- French poster
- Directed by: Jack Raymond
- Written by: Paul England; Claude Hulbert; Bert Lee; Jack Marks; R. P. Weston;
- Produced by: Herbert Wilcox
- Starring: Sydney Howard; Joan Maude; Cecil Humphreys;
- Cinematography: Cyril Bristow; Freddie Young;
- Music by: Lew Stone; Harris Weston;
- Production company: British and Dominions
- Distributed by: Woolf & Freedman Film Service
- Release date: 1933;
- Running time: 68 minutes
- Country: United Kingdom
- Language: English

= It's a King =

1933 film

It's a King (also known as Herbert, Roi Malgré Lui ) is a 1933 British comedy film directed by Jack Raymond and starring Sydney Howard, Joan Maude and Cecil Humphreys. It was written by Paul England, Claude Hulbert, Bert Lee, Jack Marks and R. P. Weston, and made at Elstree Studios by the producer Herbert Wilcox's British and Dominions company.

==Plot==
Farce in which insurance agent Albert King is discovered to be the exact double of the king of Helgia, and even has his name in reverse (King Albert). Insurance man Albert enjoys a romance with a princess, before finally saving the King from assassination by anarchists.

==Cast==
- Sydney Howard as Albert King / King Albert
- Joan Maude as Princess Yasma
- Cecil Humphreys as Count Yendoff
- George De Warfaz as Colonel Brandt
- Arthur Goullet as Leader
- Franklyn Bellamy as Salvatore
- Bela Berkes as himself
- Lew Stone as himself

==Reception==

Film Weekly wrote: "Easy-going comedy, full of rather naive humour. Amusing – of its type."

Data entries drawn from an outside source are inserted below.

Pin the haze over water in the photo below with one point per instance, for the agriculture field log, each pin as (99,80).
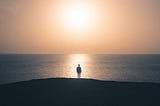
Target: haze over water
(134,68)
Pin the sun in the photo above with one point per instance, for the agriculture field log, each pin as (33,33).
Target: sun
(78,16)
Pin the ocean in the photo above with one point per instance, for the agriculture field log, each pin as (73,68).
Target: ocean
(131,67)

Kine Weekly wrote: "Riotous, irresponsitle Ruritanian nonsense, put over in a big way. The story is bright, and has been embellished with new gags and touches of light satire, and its clean, sefreshing, artless humour is interpreted with irresistible effect by Sydney Howard, who is immense in a dual role. The direcor, Jack Raymond, has spared neither brains nor expense to make the film a winner, and its box-office success is never in question. Excellent comedy attraction."

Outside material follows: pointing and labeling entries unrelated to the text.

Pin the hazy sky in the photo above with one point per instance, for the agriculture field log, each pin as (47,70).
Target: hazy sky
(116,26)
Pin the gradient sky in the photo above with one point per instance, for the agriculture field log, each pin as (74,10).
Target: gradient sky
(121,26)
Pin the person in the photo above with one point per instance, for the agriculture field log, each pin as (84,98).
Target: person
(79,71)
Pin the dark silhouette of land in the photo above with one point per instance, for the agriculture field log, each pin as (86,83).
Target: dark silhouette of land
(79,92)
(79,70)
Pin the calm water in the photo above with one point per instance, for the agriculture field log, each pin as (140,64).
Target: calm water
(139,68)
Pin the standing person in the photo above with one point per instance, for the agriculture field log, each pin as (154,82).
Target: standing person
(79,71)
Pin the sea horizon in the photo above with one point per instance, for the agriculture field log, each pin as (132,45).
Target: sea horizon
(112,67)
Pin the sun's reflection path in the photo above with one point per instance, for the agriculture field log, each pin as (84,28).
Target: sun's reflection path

Picturegoer wrote: "This is Sydney Howard's best to date, a riot of Ruritanian ridiculousness. The gags are good and there is more than a touch of satire in the proceedings."

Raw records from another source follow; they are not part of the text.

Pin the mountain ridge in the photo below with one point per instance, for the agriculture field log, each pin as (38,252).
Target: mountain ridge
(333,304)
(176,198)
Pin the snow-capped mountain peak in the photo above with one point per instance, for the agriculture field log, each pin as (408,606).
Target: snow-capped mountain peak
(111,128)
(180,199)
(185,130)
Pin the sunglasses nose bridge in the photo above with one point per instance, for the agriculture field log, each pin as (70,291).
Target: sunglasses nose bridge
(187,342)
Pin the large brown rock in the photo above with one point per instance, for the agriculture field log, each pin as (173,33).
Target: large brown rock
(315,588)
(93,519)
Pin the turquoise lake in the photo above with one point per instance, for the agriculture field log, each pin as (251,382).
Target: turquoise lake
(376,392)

Variety wrote: "[Howard's] methods are slow and ponderous, giving to all his characterizations the impression of a man half stewed. It's funny on the stage, although a trifle monotonous. In the picture it lacks speed, and footage needs editing. An apparently generous amount was spent on costuming and settings, but there was a paucity of investment in the supporting cast. While having no world-wide appeal, It's a King should do well in the British Isles."